From Thu Mar 4 19:45:10 2004 Date: Tue, 2 Mar 2004 23:23:14 -0600 (CST) From: Subject: Marines to Protect Haiti PM; Baby Doc to Return? Article: 174621 To: undisclosed-recipients: ;

US Marines move to protect Haitian PM as rebels refuse to disarm

AFP, 2 March 2004

PORT-AU-PRINCE (AFP) - Rebels raised the stakes in Haiti's crisis, refusing to disarm and vowing to arrest the prime minister as US Marines scrambled to fill a security vacuum left after president Jean Bertrand Aristide fled into exile.

Rebel leader Guy Philippe, who had pledged to end his insurrection once Aristide was gone, declared his forces would not disarm until the chimeres gangs loyal to the former president are no longer a threat.

We won't give back our weapons now, Philippe told supporters after leading a noisy march through the capital. We have to protect ourselves and the Haitian people until the chimeres are disarmed, he said.

Earlier, Philippe had said he would begin disarmament talks soon with interim leader Boniface Alexandre, when the authorities could end the looting and violence.

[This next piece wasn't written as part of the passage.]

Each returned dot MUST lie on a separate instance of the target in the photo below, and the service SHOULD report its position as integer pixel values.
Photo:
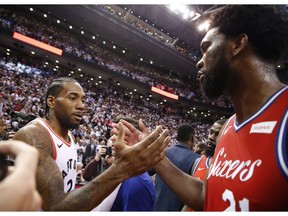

US Marines raced to protect Prime Minister Yvon Neptune, a close Aristide ally who stayed after the president's departure, after a top aide to Philippe told a cheering crowd that the rebels would arrest the premier.

The speedy dispatch of the Marines along with a military helicopter to Neptune's office was an indication of Haiti's volatility following Aristide's departure, particularly as Philippe and his rebels are now in Port-au-Prince.

Marine commander Colonel David Bergen, whose troops entered the capital's looted and barricaded port on Tuesday, backed with surface-to-surface missiles and other heavy weaponry, described the prime minister's office as one of several friction points around the city.

The rebels' presence in the capital and their uncertain ambitions have alarmed the international community which is trying to implement a power-sharing plan aimed at ending the crisis between the government and the political opposition.

It's a very difficult situation to read right now, said a senior western diplomat. They (the rebels) could very well want to throw a spanner in the works.

In Washington, the State Department demanded that the rebels disarm and disband, saying they do not have a role in the political process now underway to restore a functioning government and stabilize the impoverished nation.

The top US diplomat for Latin America, Roger Noriega, denigrated Philippe's force as a ragtag band of people and suggested that once an international security force was in Haiti, the rebel leader would probably want to make himself scarce.

The Marines, along with French and Canadian troops, are the vanguard of the multinational force that is to be deployed in coming days with help from Chile, Brazil and other western hemisphere nations.

They are under orders to end the looting and violence in the capital to shore up Alexandre's shaky authority and ease growing tension between Aristide loyalists and Philippe's rebels that has sparked fears of a bloodbath.

The United States, meanwhile, struggled to quell questions over its role in Aristide's flight into exile in the Central African Republic, repeating denials of Aristide's accusations that he had been overthrown in a coup d'etat by US diplomats and troops who coerced him into leaving.

Aristide's allegations—dismissed by the White House, Secretary of State Colin Powell and the US diplomat who escorted the president to the airp ort on Sunday—threaten to complicate the power-sharing deal.

Diplomats fear Aristide's accusations may prompt his loyalists to violently reject or sabotage the agreement.

The political opposition, however, signalled its intention to move ahead with the internationally backed plan by naming a representative to a three-person panel that will choose a seven-strong council of wise men to select a new prime minister and government.

The civic leaders and opposition politicians who rejected mediation while Aristide remained president, named former leftist senator Paul Denis to the panel.

He will join a representative from Aristide's Lavalas Family political party and the chief of Haiti office of the UN Development Program, Adama Guindo, on the trilateral body.

Another potentially complicating factor arose when deposed Haitian dictator Jean-Claude Baby Doc Duvalier, now in exile in France, said he would like to return to his homeland now that Aristide is gone.

Although he denied aspirations for the presidency, he Duvalier told a Florida television station he was ready to put myself at the disposal of the Haitian people.

Duvalier and his feared Ton-Ton Macoutes militias were responsible for thousands of killings and drove hundreds of thousands of Haitians into exile.